Actually, that's a question made much more interesting because the MLB-MLBPA agreement allowed the league to shorten the draft to as few as five rounds. That makes each pick incredibly valuable, especially for a team like the Red Sox that has a bad farm system. The 52nd pick, which they lost, carried a $1.4 million slot value, too, which is money the Red Sox won't be able to spend as they try to retool under new chief baseball office Chaim Bloom.
Opportunity isn't entirely lost. MLB teams get to sign undrafted players for $20,000 this year -- a ridiculously low sum -- and the Sox have a very good sales pitch: plenty of opportunity to excel in a historic, successful, big-market organization.
So while it hurts, it may not hurt Boston as much as it might others.
Can you wrap this up?
Fine. But with some things to keep an eye on.

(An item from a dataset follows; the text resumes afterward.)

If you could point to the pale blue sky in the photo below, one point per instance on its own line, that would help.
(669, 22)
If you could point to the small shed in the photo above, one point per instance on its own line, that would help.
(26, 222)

1. Most teams have done right by paying their employees for May, but officials are concerned that cash-poor teams could start eliminating jobs and give cover to the rest of the league's worst impulses. "The last thing our game needs," one official said, "is one weak owner that everyone can follow to the dark side."
2. How will teams handle the stats-vs.-scouts balance when play returns? Will teams insist on scouting presence at games? Scout-heavy organizations will lobby for that. Teams that jettisoned most of their scouting presence before coronavirus believe the shift is coming.
3. If the season goes through November, what does that do for the free-agency calendar? Or spring training? Does the Rule 5 draft still happen at the winter meetings?
4. If the hub system includes a number of stadiums without robust in-house technology, is instant replay not happening in 2020? What about Statcast? And video clips getting cut and distributed to video coordinators? Speaking of video, would any 2020 setup restrict players from watching video during the game, as MLB was about to do before coronavirus hit?
5. One more thing to remember as MLB and the MLBPA look headed toward a fight about money during a global pandemic. The draft could see an 87.5% decline in players selected. The elimination of 40 teams could result in 1,000 baseball players being out of jobs. For as much as some owners believe the draft is a money pit (it decidedly isn't) and for as rational as some of the reasons to cut those teams may be, fewer people playing baseball is never, ever a good thing.